Evaluation of Danida Support to Value Chain Development
Serbia Country Study
Evaluation – March 2016
The purpose of the evaluation was to contribute to improving the design and implementation of Danida’s bilateral programme cooperation under inclusive green growth and employment for future support to value chain development (VCD). VCD interventions aim at establishing mutually beneficial links and incentives between smallholders and other value chain actors (such as processors, exporters and retailers) that interact for production and marketing of a given product. The design of VCD interventions is often based on a careful analysis of the business context, actors in the chain, and the relationships between chain actors.
Danida has supported VCD in different forms since 2002. A total of approximately DKK 1.3 billion was allocated for VCD specific interventions in the period from 2002 to 2012. The VCD portfolio includes a large diversity of interventions, some with a small VCD element and others with a more significant VCD element. These interventions often constitute components or sub-components of wider sector programmes. The evaluation has focused on Danida VCD interventions within 11 different countries, which include some elements of a VCD approach.

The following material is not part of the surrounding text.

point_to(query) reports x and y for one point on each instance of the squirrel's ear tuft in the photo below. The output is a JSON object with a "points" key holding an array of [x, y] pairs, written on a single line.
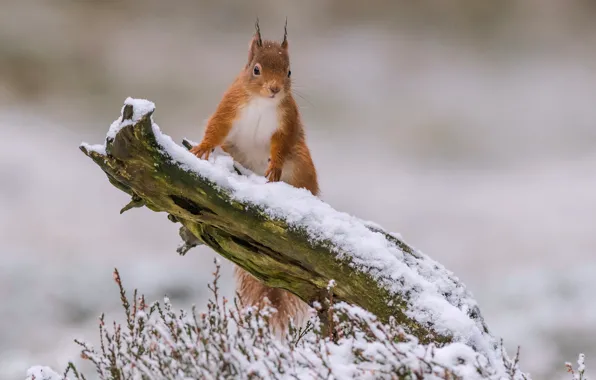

Data collection and analysis was based on a mixed-methods approach, combining quantitative data analysis with qualitative methods. Three primary case countries (Burkina Faso, Serbia and Uganda) were selected for in-depth assessment, which included comprehensive quantitative and qualitative in-country data collection. Two secondary case countries (Kenya and Ukraine) were furthermore visited for additional data collection. The assessment of the remaining six interventions (in Albania, Ghana, Mozambique, Zimbabwe, Tanzania, Central America) was based on documents, existing impact studies and interviews with Ministry of Foreign Affairs (MFA) staff.
The evaluation was undertaken by an independent team of consultants from a consortium of Orbicon and Wageningen UR in the period from January 2015 to February 2016.